Pour une grande partie du milliard de
personnes vivant dans la pauvreté la plus absolue, la croissance
économique basée essentiellement sur l'agriculture et sur
les activités rurales non agricoles est essentielle pour
améliorer leurs moyens d'existence, dit le rapport. La
majorité des pauvres vivent en milieu rural. Pour atténuer la
pauvreté et la faim, il est essentiel de promouvoir l'essor
de l'agriculture dans les zones rurales et de fournir aux
ruraux un meilleur accès à la terre, à l'eau, au crédit, à
la santé et à l'éducation.
Le
commerce international joue un rôle important dans
l'amélioration de la sécurité alimentaire, et une plus
grande libéralisation des échanges agricoles pourrait faire
augmenter les revenus. La FAO estime que le déficit du commerce
agricole des pays en développement augmentera considérablement
d'ici à 2030. Le rapport invite à leur offrir un meilleur
accès aux marchés de l'OCDE, à éliminer les subventions à
l'exportation et à réduire les tarifs douaniers, en
particulier sur les produits agricoles transformés, aussi bien
dans les pays développés que dans les pays en développement. En
outre, le cas échéant, les pays en développement devraient
cesser de discriminer leur agriculture dans l'établissement
de leurs politiques nationales.
Les
avantages de la mondialisation dans l'alimentation et
l'agriculture pourraient l'emporter sur les risques et
les coûts, dit le rapport. Par exemple, la mondialisation a
permis, dans l'ensemble, de réduire la pauvreté en Asie.
"Mais elle a aussi entraîné l'essor de sociétés
alimentaires multinationales qui ont le potentiel de dominer les
agriculteurs dans de nombreux pays.
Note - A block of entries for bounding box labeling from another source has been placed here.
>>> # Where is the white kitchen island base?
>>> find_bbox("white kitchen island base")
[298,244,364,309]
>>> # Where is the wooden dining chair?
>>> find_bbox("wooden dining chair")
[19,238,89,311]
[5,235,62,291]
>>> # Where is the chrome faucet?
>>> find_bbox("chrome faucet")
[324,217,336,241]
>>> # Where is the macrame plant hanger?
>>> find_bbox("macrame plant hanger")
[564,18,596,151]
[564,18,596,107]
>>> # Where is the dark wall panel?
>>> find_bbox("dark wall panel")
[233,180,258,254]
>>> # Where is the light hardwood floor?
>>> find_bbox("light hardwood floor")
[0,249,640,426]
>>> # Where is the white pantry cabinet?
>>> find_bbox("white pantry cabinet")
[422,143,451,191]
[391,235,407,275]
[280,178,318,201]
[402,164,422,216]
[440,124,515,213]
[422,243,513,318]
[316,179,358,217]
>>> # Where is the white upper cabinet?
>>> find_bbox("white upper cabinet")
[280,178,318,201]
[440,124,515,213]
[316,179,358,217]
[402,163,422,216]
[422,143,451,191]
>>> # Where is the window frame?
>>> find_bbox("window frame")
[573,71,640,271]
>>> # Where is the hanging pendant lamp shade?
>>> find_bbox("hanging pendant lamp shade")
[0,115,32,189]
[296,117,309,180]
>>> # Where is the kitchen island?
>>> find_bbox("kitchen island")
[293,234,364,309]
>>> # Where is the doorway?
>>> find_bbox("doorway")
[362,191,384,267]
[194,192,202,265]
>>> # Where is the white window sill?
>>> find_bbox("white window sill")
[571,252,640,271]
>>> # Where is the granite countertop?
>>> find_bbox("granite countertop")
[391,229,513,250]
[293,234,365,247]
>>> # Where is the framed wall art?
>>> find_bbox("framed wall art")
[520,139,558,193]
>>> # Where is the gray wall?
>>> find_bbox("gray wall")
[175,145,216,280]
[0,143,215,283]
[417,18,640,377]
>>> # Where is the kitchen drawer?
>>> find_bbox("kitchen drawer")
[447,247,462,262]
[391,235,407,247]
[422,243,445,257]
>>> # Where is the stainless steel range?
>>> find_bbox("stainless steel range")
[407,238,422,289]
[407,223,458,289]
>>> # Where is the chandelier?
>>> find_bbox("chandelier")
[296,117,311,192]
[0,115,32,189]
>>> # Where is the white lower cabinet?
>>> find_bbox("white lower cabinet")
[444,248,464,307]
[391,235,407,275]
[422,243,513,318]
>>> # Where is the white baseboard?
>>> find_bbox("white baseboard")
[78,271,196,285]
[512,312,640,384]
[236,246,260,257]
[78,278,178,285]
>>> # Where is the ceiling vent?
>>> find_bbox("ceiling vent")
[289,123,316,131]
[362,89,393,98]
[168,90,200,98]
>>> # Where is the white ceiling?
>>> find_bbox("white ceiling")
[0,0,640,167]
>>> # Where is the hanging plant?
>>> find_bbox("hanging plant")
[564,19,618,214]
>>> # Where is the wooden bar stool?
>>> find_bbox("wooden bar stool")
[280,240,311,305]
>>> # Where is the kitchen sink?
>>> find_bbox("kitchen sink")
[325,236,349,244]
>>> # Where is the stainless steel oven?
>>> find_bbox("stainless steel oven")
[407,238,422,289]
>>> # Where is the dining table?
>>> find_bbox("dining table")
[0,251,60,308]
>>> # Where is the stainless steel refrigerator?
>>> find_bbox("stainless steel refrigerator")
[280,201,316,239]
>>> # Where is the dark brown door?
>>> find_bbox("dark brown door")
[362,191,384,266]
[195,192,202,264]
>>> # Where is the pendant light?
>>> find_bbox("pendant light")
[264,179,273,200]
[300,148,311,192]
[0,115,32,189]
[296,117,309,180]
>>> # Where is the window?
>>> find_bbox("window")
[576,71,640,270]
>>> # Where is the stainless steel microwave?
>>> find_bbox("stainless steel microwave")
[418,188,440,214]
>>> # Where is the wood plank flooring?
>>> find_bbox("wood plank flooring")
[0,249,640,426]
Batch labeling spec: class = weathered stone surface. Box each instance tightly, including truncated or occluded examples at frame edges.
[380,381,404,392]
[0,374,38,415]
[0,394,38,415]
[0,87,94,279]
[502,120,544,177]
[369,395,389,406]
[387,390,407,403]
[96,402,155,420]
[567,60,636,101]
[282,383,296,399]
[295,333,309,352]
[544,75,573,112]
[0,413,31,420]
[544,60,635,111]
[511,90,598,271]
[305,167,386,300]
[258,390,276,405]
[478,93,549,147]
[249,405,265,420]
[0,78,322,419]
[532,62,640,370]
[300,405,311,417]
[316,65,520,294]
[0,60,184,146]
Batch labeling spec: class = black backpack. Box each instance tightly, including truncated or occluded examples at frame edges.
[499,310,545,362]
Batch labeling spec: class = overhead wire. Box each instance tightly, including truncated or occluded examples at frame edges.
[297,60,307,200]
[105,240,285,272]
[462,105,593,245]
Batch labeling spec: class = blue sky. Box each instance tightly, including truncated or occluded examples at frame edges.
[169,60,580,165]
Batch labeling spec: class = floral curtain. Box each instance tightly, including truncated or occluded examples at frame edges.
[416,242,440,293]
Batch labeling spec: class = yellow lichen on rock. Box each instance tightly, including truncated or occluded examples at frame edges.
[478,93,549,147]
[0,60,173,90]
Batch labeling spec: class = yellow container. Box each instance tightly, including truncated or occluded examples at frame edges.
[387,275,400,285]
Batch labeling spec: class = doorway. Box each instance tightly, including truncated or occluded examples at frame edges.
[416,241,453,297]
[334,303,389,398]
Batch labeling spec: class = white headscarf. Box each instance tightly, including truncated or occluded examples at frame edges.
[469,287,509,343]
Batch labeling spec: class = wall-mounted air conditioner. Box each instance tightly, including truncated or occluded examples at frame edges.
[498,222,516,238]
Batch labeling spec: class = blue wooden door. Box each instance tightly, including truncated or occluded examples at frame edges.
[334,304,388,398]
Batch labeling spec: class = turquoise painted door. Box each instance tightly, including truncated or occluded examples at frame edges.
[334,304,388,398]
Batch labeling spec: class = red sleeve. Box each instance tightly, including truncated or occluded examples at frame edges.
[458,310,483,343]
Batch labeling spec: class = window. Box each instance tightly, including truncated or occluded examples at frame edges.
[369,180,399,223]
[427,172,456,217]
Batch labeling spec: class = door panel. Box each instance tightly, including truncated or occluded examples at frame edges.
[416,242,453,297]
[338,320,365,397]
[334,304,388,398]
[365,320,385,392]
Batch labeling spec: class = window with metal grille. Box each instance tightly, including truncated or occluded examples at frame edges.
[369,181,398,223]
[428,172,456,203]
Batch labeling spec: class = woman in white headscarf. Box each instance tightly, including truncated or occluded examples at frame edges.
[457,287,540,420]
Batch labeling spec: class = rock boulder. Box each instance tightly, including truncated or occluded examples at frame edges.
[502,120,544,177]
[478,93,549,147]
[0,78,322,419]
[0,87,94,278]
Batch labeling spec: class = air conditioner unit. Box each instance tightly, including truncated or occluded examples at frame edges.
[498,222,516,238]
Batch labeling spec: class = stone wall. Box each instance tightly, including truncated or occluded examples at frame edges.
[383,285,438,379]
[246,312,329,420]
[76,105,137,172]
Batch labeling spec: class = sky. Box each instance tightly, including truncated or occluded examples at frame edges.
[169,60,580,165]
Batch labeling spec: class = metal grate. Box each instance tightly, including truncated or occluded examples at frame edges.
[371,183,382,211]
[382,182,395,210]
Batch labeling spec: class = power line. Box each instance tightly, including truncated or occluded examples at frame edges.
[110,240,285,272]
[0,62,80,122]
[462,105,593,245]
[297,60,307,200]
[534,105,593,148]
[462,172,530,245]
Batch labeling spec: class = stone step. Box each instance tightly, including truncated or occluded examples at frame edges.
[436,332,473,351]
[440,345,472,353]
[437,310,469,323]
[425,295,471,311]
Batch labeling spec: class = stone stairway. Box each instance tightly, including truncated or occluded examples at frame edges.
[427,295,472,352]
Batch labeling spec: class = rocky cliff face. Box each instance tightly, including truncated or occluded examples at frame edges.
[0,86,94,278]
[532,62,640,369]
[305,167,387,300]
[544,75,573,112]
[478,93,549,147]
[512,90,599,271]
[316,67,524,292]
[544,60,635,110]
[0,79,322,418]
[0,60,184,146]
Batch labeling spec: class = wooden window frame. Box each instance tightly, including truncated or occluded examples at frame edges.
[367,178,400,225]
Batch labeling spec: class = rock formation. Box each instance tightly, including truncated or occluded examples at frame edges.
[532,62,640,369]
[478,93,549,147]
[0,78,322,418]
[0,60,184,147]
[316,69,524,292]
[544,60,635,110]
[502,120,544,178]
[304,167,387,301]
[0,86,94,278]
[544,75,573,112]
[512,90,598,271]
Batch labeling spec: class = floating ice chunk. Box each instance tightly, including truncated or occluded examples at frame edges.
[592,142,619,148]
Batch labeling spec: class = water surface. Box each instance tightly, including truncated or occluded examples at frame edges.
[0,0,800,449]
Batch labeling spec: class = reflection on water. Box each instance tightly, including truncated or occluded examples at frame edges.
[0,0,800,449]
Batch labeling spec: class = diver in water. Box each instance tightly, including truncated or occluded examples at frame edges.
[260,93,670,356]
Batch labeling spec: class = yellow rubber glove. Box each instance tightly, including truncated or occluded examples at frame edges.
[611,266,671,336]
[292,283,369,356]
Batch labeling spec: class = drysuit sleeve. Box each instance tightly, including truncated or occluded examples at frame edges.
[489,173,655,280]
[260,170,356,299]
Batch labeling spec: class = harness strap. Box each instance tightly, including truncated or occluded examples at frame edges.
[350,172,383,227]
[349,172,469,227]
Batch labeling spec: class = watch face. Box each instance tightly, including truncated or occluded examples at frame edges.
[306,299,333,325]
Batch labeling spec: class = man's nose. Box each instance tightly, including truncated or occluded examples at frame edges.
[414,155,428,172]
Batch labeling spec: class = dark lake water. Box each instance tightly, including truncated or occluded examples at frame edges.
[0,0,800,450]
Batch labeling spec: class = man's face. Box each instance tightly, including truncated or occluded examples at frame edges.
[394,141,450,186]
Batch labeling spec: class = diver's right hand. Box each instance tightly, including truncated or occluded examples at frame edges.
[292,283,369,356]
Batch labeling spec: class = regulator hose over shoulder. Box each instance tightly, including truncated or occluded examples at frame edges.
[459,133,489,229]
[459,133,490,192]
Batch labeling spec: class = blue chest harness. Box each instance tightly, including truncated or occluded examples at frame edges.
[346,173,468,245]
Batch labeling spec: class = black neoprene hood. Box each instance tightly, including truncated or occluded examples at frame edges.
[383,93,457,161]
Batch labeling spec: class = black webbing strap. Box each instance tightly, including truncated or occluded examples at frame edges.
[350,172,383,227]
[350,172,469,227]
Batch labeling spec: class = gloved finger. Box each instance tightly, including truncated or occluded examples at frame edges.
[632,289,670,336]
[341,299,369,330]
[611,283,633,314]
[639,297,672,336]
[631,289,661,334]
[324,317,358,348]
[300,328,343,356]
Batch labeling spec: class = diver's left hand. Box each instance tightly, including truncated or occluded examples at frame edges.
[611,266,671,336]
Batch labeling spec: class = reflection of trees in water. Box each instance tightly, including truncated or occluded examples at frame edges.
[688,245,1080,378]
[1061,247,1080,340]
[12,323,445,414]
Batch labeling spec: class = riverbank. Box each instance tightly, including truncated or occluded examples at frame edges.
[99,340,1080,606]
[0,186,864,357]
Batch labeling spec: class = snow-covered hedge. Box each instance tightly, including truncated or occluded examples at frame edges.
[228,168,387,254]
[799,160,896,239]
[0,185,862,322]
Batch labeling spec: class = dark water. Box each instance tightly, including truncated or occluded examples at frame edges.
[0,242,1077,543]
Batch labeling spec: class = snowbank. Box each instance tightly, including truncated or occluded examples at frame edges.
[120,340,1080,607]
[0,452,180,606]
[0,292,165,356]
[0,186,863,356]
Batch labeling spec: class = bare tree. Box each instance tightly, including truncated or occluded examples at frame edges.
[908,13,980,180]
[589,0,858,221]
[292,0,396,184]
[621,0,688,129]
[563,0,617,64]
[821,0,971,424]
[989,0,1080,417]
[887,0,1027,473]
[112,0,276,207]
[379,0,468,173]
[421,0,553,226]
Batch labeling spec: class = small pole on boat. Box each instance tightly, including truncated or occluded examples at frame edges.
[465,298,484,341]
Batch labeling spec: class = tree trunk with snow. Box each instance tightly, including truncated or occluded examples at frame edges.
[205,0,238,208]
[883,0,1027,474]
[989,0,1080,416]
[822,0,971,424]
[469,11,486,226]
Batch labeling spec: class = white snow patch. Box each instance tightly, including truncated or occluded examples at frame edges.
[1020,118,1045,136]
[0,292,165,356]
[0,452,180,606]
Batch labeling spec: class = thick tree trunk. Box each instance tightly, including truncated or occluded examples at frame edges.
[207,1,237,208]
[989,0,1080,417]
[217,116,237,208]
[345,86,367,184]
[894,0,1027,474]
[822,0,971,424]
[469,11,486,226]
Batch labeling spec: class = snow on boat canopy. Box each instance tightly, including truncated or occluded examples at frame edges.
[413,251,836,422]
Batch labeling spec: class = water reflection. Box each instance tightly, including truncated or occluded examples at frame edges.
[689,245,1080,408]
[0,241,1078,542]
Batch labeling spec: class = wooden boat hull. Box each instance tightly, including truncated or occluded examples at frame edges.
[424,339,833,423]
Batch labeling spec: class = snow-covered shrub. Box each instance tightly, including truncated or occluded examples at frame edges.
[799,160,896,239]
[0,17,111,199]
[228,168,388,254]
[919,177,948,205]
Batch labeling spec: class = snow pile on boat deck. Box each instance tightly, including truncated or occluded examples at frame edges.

Les pays en développement
doivent disposer des cadres légaux et administratifs leur
permettant de parer aux menaces tout en récoltant les
bénéfices". L'ouverture vers les marchés
internationaux, les investissements dans les infrastructures, la
promotion de l'intégration économique et les limites à la
concentration des marchés, pourraient permettre aux pauvres de
tirer parti de la mondialisation.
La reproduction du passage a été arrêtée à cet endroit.